We put this question to John King from the British Antarctic Survey in Cambridge: John - Well, the thing about snow is that it's quite reflective compared to bare ground. A good thick snow cover will reflect back up to 80 percent or even more of the sunlight that's falling on it. Whereas bare ground or grasslands might only reflect 10 or 20 percent of the sunlight falling on it and so, the sunlight warms it up considerably. So, if you replace that bare ground by snow cover, then a lot of the sunlight that would've heated the ground just gets reflected back into space. So, if you remove a snow cover by ploughing it up or sweeping it away or whatever, revealing the bare ground underneath, then the ground is going to absorb a lot more sunlight, and will warm up a lot more quickly than if the snow were there.
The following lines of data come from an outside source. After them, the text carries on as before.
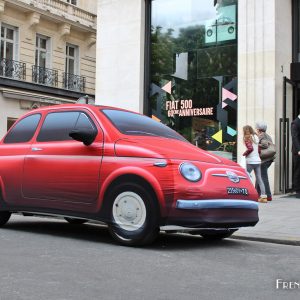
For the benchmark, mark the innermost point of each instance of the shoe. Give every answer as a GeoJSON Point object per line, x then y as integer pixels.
{"type": "Point", "coordinates": [262, 200]}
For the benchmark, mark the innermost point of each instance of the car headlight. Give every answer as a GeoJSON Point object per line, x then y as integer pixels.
{"type": "Point", "coordinates": [190, 172]}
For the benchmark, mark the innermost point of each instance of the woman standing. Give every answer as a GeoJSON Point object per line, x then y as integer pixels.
{"type": "Point", "coordinates": [264, 141]}
{"type": "Point", "coordinates": [253, 160]}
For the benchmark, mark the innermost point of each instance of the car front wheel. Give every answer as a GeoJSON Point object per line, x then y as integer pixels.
{"type": "Point", "coordinates": [133, 215]}
{"type": "Point", "coordinates": [4, 217]}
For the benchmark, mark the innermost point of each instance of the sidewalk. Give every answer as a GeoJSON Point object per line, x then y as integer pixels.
{"type": "Point", "coordinates": [279, 222]}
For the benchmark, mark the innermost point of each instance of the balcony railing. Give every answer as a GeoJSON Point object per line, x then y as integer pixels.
{"type": "Point", "coordinates": [12, 69]}
{"type": "Point", "coordinates": [68, 11]}
{"type": "Point", "coordinates": [44, 76]}
{"type": "Point", "coordinates": [74, 82]}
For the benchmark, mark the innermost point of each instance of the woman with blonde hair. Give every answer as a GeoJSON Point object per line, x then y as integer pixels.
{"type": "Point", "coordinates": [253, 160]}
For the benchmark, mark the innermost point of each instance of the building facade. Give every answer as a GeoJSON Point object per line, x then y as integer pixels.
{"type": "Point", "coordinates": [47, 54]}
{"type": "Point", "coordinates": [205, 68]}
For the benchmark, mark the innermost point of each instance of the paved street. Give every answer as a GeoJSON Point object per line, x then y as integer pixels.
{"type": "Point", "coordinates": [49, 259]}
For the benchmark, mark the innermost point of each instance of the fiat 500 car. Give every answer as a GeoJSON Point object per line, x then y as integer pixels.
{"type": "Point", "coordinates": [95, 163]}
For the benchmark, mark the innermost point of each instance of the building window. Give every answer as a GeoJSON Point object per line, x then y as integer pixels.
{"type": "Point", "coordinates": [71, 66]}
{"type": "Point", "coordinates": [41, 51]}
{"type": "Point", "coordinates": [193, 71]}
{"type": "Point", "coordinates": [41, 72]}
{"type": "Point", "coordinates": [71, 78]}
{"type": "Point", "coordinates": [8, 40]}
{"type": "Point", "coordinates": [74, 2]}
{"type": "Point", "coordinates": [9, 48]}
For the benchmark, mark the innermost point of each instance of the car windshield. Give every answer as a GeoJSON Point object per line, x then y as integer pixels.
{"type": "Point", "coordinates": [135, 124]}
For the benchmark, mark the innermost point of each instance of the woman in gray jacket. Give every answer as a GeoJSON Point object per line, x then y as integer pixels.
{"type": "Point", "coordinates": [264, 140]}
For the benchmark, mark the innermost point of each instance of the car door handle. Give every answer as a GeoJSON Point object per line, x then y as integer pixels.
{"type": "Point", "coordinates": [36, 149]}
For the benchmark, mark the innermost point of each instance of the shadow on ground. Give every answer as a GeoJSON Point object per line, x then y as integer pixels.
{"type": "Point", "coordinates": [95, 233]}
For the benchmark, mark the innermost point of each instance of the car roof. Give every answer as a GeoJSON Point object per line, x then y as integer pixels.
{"type": "Point", "coordinates": [72, 106]}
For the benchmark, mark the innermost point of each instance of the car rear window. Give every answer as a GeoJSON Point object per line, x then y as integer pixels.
{"type": "Point", "coordinates": [135, 124]}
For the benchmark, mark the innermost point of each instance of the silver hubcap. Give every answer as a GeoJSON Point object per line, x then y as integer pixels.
{"type": "Point", "coordinates": [129, 211]}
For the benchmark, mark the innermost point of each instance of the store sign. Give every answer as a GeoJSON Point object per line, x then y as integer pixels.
{"type": "Point", "coordinates": [184, 108]}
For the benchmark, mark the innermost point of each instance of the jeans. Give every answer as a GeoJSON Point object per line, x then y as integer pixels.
{"type": "Point", "coordinates": [264, 176]}
{"type": "Point", "coordinates": [296, 177]}
{"type": "Point", "coordinates": [257, 172]}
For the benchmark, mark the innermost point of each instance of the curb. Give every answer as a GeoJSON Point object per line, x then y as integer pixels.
{"type": "Point", "coordinates": [267, 240]}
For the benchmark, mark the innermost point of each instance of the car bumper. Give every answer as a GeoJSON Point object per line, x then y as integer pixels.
{"type": "Point", "coordinates": [216, 203]}
{"type": "Point", "coordinates": [213, 213]}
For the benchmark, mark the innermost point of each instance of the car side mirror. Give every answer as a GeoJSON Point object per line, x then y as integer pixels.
{"type": "Point", "coordinates": [85, 135]}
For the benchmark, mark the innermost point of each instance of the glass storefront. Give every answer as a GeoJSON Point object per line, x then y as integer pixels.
{"type": "Point", "coordinates": [193, 71]}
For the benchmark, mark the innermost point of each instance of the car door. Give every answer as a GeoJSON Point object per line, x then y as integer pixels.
{"type": "Point", "coordinates": [13, 150]}
{"type": "Point", "coordinates": [60, 172]}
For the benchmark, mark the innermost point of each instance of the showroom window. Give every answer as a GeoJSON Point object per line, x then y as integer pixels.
{"type": "Point", "coordinates": [193, 71]}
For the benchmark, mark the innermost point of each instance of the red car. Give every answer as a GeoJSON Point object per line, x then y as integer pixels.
{"type": "Point", "coordinates": [87, 163]}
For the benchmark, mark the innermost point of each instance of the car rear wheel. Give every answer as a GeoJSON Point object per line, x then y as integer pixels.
{"type": "Point", "coordinates": [75, 221]}
{"type": "Point", "coordinates": [133, 215]}
{"type": "Point", "coordinates": [217, 235]}
{"type": "Point", "coordinates": [4, 217]}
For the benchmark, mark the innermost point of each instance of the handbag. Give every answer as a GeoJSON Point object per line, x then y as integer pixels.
{"type": "Point", "coordinates": [269, 152]}
{"type": "Point", "coordinates": [243, 163]}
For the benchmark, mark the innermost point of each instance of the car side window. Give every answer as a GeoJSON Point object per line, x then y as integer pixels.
{"type": "Point", "coordinates": [24, 130]}
{"type": "Point", "coordinates": [58, 125]}
{"type": "Point", "coordinates": [84, 122]}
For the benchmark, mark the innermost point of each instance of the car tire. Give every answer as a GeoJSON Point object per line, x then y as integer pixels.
{"type": "Point", "coordinates": [217, 235]}
{"type": "Point", "coordinates": [133, 214]}
{"type": "Point", "coordinates": [4, 217]}
{"type": "Point", "coordinates": [75, 221]}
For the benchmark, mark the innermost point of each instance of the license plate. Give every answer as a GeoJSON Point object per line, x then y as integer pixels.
{"type": "Point", "coordinates": [237, 191]}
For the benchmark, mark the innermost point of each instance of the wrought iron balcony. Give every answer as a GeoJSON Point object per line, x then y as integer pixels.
{"type": "Point", "coordinates": [73, 82]}
{"type": "Point", "coordinates": [12, 69]}
{"type": "Point", "coordinates": [44, 76]}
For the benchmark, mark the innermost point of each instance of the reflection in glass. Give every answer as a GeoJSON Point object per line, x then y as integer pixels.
{"type": "Point", "coordinates": [193, 71]}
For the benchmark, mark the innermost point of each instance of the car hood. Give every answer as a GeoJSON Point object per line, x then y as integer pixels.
{"type": "Point", "coordinates": [165, 149]}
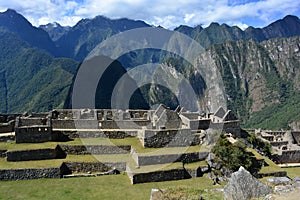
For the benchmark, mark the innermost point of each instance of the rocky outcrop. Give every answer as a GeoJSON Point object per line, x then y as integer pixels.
{"type": "Point", "coordinates": [243, 185]}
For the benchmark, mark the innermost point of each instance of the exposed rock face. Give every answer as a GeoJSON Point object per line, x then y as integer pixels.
{"type": "Point", "coordinates": [243, 185]}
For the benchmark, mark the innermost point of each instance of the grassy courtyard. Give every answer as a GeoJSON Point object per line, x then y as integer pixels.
{"type": "Point", "coordinates": [105, 187]}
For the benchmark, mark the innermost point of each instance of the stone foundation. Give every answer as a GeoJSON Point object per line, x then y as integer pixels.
{"type": "Point", "coordinates": [168, 138]}
{"type": "Point", "coordinates": [95, 149]}
{"type": "Point", "coordinates": [33, 173]}
{"type": "Point", "coordinates": [170, 158]}
{"type": "Point", "coordinates": [94, 166]}
{"type": "Point", "coordinates": [35, 154]}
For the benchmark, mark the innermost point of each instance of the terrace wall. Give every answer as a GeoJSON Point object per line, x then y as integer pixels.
{"type": "Point", "coordinates": [95, 149]}
{"type": "Point", "coordinates": [95, 166]}
{"type": "Point", "coordinates": [170, 138]}
{"type": "Point", "coordinates": [35, 154]}
{"type": "Point", "coordinates": [170, 158]}
{"type": "Point", "coordinates": [33, 173]}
We are having an effect on the reflectivity, the albedo of the planet by changing land use for instance; cutting down forests and replacing them with grasslands. But that generally has the opposite effect, forests absorb quite a lot of sunlight, grassland is less reflective. People have suggested that we could partially offset global warming by painting the roofs of all of our buildings white. I think some calculations have been done that have showed that this will be a good thing, but it wouldn't have a very large effect because you're only talking about a rather small area of the planet that you'll be changing the reflectivity of.